Maladies neuromusculaires : Une approche thérapeutique pharmacologique pour certaines sarcoglycanopathies

Une équipe de chercheurs dirigée par le Dr Isabelle Richard (CNRS-FRE3087) du laboratoire Généthon, financé par l’AFM grâce aux dons du Téléthon, vient de démontrer, chez la souris, l’efficacité d’une nouvelle stratégie thérapeutique, pharmacologique, pour certaines mutations de l’alphasarcoglycanopathie ou LGMD2D, une myopathie des ceintures récessive. Cette stratégie pharmacologique pourrait s’appliquer à d’autres dystrophies musculaires des ceintures caractérisées par le même type de mutation génétique. Ces travaux sont publiés en ligne sur le site de la revue Human Molecular Genetics.

Les dystrophies musculaires des ceintures (LGMD, de l’anglais « Limb girdle muscular dystrophy ») constituent un groupe de maladies neuromusculaires caractérisées par une faiblesse musculaire progressive, dans lesquelles les muscles des ceintures scapulaire et pelvienne sont principalement touchés. Différents sous-types de LGMD sont actuellement distingués grâce aux analyses des protéines et grâce à l’analyse génétique. La LGMD de type 2D ou alpha-sarcoglycanopathie se transmet de manière autosomique récessive et est causée par des mutations du gène Sgca localisé sur le chromosome 17 et codant pour l’alpha-sarcoglycane, une protéine du complexe des sarcoglycanes. Ce complexe, situé dans la membrane des cellules musculaires, assure, dans des conditions normales, la stabilité et la résistance mécanique de la membrane de la cellule lors des contractions du muscle. En cas de mutation dans l’une des protéines de ce complexe comme c’est le cas dans l’alpha-sarcoglycanopathie, les répétitions des contractions vont créer des microlésions de la membrane des fibres musculaires qui, à terme, finissent par détruire de manière irréversible les tissus musculaires et, donc, conduisent à une perte de la force musculaire.

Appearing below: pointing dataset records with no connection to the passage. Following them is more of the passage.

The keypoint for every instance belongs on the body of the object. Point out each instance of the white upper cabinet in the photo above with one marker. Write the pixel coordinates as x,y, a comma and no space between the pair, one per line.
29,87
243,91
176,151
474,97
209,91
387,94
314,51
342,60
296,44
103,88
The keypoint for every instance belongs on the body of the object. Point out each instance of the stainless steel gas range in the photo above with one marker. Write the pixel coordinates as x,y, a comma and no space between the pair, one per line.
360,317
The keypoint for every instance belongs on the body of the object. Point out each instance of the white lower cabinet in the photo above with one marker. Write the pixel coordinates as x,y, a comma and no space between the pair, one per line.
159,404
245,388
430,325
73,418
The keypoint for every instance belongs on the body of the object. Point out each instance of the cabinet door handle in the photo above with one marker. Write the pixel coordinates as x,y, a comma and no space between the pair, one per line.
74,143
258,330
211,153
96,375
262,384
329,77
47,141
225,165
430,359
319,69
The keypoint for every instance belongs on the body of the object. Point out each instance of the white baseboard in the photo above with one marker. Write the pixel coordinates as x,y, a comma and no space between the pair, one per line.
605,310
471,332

Il n’existe aujourd’hui aucun traitement permettant de guérir cette maladie.

On sait qu’un tiers des patients atteints d’alpha-sarcoglycanopathie sont porteurs d’une même mutation (R77C) : c’est la plus fréquente des mutations dans cette maladie. En collaboration avec le centre d’immunologie de Luminy à Marseille, les chercheurs de Généthon ont réalisé un modèle murin reproduisant cette mutation et ont pu constater qu’il ne présentait pas de signes dystrophiques. Grâce à des observations sur des modèles cellulaires et animaux, les chercheurs de Généthon ont pu démontrer que la conséquence de la mutation R77C était la production d’une protéine malformée qui ne peut atteindre la membrane une fois qu’elle a été synthétisée, car elle est éliminée par le mécanisme assurant le « contrôle qualité » des protéines dans le réticulum endoplasmique. La maladie ne serait donc pas causée par une perte de fonction de la protéine mais par sa dégradation prématurée qui l’empêche de regagner la membrane cellulaire et de s’intégrer au complexe des sarcoglycanes.

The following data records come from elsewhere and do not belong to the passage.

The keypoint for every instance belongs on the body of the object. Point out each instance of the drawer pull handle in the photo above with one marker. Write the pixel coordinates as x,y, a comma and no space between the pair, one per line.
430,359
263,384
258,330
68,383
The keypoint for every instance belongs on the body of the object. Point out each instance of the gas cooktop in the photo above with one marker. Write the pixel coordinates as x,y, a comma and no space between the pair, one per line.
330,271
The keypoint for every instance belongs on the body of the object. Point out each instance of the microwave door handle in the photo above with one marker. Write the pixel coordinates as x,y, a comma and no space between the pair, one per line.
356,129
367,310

Forts de cette découverte, les chercheurs ont utilisé des molécules capables d’inhiber l’alpha-mannosidase, l’un des éléments du système de contrôle qualité. Ils ont injecté l’une de ces molécules inhibitrices par voie intramusculaire chez des souris dans lesquelles avait été introduit préalablement un gène codant pour la protéine humaine mutée (R77C) et ont montré que le produit permettait de rediriger l’alpha-sarcoglycane mutée dans la membrane cellulaire, rendant ainsi de nouveau fonctionnel le complexe des sarcoglycanes. Les chercheurs ont également pu constater la diminution des atteintes dystrophiques dans les fibres musculaires traitées.

Ces travaux ouvrent des perspectives pour une approche thérapeutique nouvelle, pharmacologique, pour la LGMD2D causée par ce type de mutation mais aussi pour d’autres sarcoglycanopathies dûes au même type de mutations, c’est-à-dire des mutations perturbant l’adressage à la membrane d’une protéine ayant gardé toute sa fonctionnalité.

L’équipe « Dystrophies musculaires des ceintures » de Généthon, dirigée depuis 1999 par le Dr Isabelle Richard, illustre parfaitement le chemin parcouru par le laboratoire créé en 1991 par l’AFM et financé grâce aux dons du Téléthon. Cette équipe est, en effet, à l’origine de l’identification de nombreux gènes et mécanismes à l’origine des dystrophies musculaires des ceintures. Elle travaille aujourd’hui à la mise au point de thérapeutiques innovantes pour ces maladies et prépare notamment un essai de thérapie génique pour la calpaïnopathie.